Children of Melanoma Survivors Not Protecting Themselves from UV Rays


Study finds lack of adherence to sun protection recommendations.

Study finds lack of adherence to sun protection recommendations.

The children of patients who survived melanoma are not utilizing proper protection from the sun, according to a recent study.

The study, published online January 13, 2015 in the journal Cancer Epidemiology, Biomarkers & Prevention, examined the California Cancer Registry to survey 300 both Latino and non-Latino white melanoma survivors with children 17 years of age and younger over a 3-year period. Due to common misconceptions about the lack of importance for sun protection in Latinos, they were frequently excluded from skin cancer prevention research in the past.

"Sunburns were common among the children in our study despite their elevated risk for skin cancer,” lead researcher Beth Glenn, MD, said in a press release. “Also, children of Latino survivors were just as likely as children of non-Latino white survivors to have experienced a recent sunburn, which highlights the importance of including this group in our work.”
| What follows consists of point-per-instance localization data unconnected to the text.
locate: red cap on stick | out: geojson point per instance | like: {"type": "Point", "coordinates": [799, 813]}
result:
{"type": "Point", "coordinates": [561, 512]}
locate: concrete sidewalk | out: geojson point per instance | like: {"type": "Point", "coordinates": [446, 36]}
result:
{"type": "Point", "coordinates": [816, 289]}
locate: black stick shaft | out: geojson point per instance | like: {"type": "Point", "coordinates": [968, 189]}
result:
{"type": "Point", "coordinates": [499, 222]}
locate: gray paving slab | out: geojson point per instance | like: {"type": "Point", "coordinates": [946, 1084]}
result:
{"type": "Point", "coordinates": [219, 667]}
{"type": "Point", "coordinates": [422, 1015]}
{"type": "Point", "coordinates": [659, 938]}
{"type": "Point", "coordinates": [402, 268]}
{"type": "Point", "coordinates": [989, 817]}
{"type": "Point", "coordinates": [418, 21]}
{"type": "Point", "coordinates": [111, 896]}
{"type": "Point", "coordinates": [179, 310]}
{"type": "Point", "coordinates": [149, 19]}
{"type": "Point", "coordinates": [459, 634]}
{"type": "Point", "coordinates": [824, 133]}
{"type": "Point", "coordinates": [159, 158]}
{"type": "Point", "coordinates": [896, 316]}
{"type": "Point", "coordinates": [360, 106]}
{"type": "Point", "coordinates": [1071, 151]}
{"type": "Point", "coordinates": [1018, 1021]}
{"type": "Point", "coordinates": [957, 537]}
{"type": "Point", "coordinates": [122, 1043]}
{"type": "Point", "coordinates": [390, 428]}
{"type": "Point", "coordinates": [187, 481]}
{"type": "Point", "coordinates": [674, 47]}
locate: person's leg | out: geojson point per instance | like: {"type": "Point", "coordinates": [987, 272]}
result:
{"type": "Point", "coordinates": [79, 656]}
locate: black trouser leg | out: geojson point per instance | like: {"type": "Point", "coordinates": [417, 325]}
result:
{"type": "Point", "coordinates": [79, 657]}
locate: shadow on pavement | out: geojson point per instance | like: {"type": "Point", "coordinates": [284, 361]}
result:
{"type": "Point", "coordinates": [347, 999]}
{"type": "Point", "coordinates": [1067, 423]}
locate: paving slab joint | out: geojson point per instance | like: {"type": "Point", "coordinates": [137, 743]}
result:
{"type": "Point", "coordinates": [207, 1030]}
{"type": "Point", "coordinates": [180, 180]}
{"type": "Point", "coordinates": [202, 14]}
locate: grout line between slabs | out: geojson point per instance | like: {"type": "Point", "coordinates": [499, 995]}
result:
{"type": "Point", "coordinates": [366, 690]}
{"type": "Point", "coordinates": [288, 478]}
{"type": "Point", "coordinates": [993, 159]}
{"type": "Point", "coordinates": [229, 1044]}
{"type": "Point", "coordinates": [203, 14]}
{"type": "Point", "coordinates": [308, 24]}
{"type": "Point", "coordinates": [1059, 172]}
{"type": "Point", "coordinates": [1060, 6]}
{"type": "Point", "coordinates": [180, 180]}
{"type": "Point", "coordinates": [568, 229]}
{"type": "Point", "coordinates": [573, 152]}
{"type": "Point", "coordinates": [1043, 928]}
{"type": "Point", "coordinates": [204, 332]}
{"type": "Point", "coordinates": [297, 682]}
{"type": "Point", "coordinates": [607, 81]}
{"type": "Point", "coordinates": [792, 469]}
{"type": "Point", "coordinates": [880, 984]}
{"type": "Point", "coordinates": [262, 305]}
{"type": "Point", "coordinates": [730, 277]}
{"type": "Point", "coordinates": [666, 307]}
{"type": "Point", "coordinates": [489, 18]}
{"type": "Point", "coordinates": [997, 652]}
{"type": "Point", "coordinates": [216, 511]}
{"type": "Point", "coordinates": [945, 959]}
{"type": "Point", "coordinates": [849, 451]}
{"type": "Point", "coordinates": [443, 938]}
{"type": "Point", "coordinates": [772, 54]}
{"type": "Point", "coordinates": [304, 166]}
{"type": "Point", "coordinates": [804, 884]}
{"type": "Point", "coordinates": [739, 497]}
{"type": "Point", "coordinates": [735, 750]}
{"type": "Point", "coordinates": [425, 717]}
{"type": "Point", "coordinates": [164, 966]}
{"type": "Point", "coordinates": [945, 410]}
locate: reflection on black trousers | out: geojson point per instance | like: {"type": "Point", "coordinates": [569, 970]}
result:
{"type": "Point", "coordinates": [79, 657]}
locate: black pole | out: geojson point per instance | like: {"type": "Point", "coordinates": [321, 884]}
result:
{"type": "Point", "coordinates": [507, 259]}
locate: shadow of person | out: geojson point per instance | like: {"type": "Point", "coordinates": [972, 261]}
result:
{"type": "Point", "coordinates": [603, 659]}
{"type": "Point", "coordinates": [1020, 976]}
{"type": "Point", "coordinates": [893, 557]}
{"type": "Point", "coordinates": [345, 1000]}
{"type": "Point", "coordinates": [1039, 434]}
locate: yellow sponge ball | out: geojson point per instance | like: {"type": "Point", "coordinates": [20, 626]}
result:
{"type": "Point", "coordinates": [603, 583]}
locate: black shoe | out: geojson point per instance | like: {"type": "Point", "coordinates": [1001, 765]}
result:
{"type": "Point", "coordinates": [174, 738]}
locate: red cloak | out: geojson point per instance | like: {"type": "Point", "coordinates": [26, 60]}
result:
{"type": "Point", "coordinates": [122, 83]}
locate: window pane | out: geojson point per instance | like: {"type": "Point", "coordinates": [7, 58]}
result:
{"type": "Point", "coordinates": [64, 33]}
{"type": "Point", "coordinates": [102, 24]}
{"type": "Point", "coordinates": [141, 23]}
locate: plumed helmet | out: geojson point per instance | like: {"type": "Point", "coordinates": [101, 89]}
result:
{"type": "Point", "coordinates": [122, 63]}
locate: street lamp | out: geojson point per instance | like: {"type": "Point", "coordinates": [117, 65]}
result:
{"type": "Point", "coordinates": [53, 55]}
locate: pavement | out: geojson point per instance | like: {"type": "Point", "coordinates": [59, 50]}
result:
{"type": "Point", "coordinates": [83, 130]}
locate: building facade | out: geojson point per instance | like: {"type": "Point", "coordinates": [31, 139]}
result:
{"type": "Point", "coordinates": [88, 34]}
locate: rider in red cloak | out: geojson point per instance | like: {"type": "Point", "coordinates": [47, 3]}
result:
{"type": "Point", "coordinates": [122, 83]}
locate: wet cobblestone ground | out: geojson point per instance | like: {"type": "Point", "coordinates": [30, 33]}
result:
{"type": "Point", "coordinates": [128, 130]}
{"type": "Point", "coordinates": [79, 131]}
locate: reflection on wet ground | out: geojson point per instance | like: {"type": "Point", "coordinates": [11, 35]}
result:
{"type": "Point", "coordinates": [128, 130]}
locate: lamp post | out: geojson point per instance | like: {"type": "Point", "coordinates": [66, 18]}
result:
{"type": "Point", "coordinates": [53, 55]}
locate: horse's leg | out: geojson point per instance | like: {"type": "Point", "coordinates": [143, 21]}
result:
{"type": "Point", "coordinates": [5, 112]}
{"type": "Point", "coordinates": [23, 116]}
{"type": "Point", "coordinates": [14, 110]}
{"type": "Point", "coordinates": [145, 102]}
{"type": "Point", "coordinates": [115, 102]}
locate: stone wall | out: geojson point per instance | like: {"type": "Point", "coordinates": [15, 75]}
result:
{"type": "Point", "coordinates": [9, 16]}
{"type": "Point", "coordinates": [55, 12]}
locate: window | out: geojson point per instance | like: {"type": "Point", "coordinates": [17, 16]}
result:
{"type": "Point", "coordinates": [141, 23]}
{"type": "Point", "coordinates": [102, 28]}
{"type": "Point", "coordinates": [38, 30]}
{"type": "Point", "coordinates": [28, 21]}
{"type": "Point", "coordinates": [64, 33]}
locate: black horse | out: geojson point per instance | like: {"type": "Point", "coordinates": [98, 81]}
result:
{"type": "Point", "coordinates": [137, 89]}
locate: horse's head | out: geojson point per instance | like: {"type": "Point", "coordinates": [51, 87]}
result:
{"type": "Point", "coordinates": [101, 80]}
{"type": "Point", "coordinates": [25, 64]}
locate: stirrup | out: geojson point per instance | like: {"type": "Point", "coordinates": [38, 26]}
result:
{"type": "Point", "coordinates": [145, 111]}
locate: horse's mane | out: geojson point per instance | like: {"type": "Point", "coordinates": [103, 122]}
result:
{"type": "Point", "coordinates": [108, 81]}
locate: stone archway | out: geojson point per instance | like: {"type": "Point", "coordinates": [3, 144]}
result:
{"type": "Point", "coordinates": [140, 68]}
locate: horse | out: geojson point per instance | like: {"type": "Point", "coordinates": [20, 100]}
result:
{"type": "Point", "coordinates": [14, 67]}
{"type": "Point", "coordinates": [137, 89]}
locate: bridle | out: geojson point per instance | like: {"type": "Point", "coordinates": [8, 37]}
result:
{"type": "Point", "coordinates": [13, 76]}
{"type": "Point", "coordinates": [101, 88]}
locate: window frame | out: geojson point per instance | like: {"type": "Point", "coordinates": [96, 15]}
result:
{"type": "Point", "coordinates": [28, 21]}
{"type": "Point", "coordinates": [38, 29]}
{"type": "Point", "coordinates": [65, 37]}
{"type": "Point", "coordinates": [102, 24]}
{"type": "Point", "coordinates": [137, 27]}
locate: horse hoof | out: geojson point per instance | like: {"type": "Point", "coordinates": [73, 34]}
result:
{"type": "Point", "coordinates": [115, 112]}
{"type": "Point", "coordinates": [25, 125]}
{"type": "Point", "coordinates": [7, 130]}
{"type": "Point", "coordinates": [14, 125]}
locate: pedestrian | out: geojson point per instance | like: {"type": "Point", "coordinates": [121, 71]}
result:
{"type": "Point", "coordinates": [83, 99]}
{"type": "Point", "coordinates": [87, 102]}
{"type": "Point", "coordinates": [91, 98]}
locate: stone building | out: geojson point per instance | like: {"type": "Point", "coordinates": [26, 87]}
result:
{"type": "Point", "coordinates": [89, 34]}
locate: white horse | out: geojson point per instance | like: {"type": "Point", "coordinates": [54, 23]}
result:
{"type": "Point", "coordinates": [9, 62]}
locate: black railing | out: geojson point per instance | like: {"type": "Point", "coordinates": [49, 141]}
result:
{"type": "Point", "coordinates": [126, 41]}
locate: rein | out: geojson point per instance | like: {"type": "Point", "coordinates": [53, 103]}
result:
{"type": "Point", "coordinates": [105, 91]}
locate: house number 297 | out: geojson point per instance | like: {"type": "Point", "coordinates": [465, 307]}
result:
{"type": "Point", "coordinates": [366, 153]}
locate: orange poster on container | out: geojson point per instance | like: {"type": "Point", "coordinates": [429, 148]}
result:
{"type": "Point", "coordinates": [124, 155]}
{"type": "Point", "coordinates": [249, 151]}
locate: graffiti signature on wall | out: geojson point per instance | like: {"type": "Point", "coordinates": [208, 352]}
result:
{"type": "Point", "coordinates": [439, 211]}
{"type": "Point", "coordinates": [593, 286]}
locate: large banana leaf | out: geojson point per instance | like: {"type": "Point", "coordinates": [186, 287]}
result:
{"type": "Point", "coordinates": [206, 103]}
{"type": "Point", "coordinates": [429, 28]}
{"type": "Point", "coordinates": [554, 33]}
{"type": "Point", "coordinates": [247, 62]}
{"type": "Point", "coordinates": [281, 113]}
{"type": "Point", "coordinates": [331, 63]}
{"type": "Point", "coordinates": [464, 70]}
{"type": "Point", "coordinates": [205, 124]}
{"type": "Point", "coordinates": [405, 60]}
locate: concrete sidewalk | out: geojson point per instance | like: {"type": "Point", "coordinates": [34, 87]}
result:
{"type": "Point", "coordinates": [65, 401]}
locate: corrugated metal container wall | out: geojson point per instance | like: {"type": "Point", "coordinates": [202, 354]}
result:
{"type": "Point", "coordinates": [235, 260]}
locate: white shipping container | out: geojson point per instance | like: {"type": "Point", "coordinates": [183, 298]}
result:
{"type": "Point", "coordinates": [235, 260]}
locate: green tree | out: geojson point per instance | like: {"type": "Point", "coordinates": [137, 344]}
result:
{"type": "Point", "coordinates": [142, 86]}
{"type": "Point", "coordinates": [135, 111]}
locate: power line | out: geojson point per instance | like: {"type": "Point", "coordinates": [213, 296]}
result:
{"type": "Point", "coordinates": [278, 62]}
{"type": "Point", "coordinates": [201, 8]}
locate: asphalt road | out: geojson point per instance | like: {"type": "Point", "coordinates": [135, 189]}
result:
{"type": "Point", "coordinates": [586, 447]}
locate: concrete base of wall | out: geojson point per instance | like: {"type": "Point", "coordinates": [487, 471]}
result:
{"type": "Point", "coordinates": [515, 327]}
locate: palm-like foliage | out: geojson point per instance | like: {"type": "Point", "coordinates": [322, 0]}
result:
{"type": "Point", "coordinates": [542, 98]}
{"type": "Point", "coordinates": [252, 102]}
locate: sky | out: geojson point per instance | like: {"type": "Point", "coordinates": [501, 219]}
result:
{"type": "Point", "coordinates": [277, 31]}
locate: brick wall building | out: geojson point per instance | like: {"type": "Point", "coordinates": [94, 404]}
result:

Researchers from UCLA queried parents about attitudes towards melanoma prevention, their assessment of the melanoma risk faced by their children, and the current sun protection strategies they utilize for their children. The survey revealed that many parents rely on sunscreen to protect their child from exposure to the sun, while a fewer number of parents said their child wear a hat or sunglasses or seek shade when exposed to the sun.

Furthermore, it was found that 43% of parents said their child had gotten sunburned within the past year.

The researchers will next apply for additional funding to formulate an intervention program combining a text message reminder system with educational programming for parents and children with a goal to aid melanoma survivors effectively monitor and protect their children against UV radiation.

"Protecting kids against the sun's harmful rays at an early age is vitally important,” Dr. Glenn said. “Our goal is to develop an intervention that will help parents protect their children today and help children develop sun safe habits that will reduce their risk for skin cancer in the future.”